Privately, she worried about me.
“This sleepwalking,” she said one evening as we sat together in the barracks, each on our own cot, facing each other with our knees almost touching, waiting our turn for supper. “You could have died, Milly.”
I demurred. I tried to explain it to her, but how do you explain such invigoration, such power?
“We have to make it stop,” Beth said.
I didn’t like hearing this. She thought what was right about me was what was broken. “It’s like a gift,” I said. “When I was a girl, things like this happened all the time. I woke up in the morning with such awareness. I see these amazing things, things waiting for us.” I had a habit of picking at my chin as I spoke, and I did this now, but Beth reached forward and stilled my hand. “I thought I lost that part of myself, Beth. The only part of myself that felt magical. But now it’s back.”
The future chooses me. Warns me.
“Milly,” Beth said, the light-brown agates of her eyes flashing with doubt. “People can’t predict the future.”
“But I can,” I said.
Beth tucked a loose strand of my hair behind my ear. “Please don’t talk about this to anyone else, okay, Milly? Now. Let’s change the subject. I’m famished.”
She didn’t believe me. I was used to such disbelief; I knew when to stop talking. I used to wonder if eloquence would help me convince someone else, but I was beyond that now. Such attempts were useless.
Still, I’d never shared a friendship like ours. I held out hope that if any
one were to one day believe me and support me, it would be Beth.
But that night, after eating, after we combed our hair and put on our nightgowns and drew back the covers, she presented me with a gift.
It was a pretty silver bell. She tied it to a green ribbon.
“What’s this for?”
“Just let me do this, Milly. It’s because I worry for you.”
I allowed her to knot it around my ankle. She instructed me to wear it nightly, and I agreed because I loved her. I ignored the feeling it gave me, of being a studied animal, trapped. Some nights later, when I stood mid-slumber and slipped from the room, the clear sound of the bell woke her, and she came after me and put me back to bed. This happened again and again. One night she slept through it, but the sound of the bell penetrated my dream, and I awoke outside of the barracks, surprised to find myself walking with my hands raised clear up over my head, as though I were sinking into deep water. I gathered my senses quickly and hurried back to the barracks, aware of my bare feet and throat. I tried to remember if I’d had any vision like the one I’d had of the dead bodies in the Columbia, but there was nothing, only the feel of the sagebrush and sand scratching at my feet and ankles, the persistent alarm of the bell, the smell of the dry air. I didn’t tell Beth about this; she would have grown angry with herself for not rescuing me sooner, and I cared about her too much to serve her even the smallest portion of despair.

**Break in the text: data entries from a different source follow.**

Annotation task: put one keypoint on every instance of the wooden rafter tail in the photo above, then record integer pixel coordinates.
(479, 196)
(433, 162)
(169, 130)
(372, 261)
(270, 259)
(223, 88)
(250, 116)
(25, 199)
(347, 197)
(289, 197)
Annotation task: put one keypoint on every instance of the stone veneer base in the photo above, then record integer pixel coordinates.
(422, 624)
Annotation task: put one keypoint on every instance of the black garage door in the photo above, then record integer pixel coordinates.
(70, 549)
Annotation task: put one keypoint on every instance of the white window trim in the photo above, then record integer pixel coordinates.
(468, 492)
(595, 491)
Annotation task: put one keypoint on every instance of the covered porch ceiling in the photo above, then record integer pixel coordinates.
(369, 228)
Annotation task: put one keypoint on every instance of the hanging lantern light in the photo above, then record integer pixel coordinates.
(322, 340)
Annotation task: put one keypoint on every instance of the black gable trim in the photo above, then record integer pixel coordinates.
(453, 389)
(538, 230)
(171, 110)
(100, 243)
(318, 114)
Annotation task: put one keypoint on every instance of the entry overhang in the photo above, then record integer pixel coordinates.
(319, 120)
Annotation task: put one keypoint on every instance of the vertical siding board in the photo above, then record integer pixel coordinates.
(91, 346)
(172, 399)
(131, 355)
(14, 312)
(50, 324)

I tried not to feel resentment about the bell. I tried not to loathe the way it quieted my dreams. I didn’t mind the danger. Danger was the necessary ingredient, I sensed, for the vivid visions that ensued. While waking in the middle of the ponderous Columbia had been a shock, certainly, it was far more frightening for the man who had saved me than it was for me. I had tried to explain this to Beth the day after I’d been rescued, but she’d only wrung her hands anxiously.
“You could have drowned, Milly,” she said. “No, we can’t have this. We need a solution. I can’t have you drowning, too.”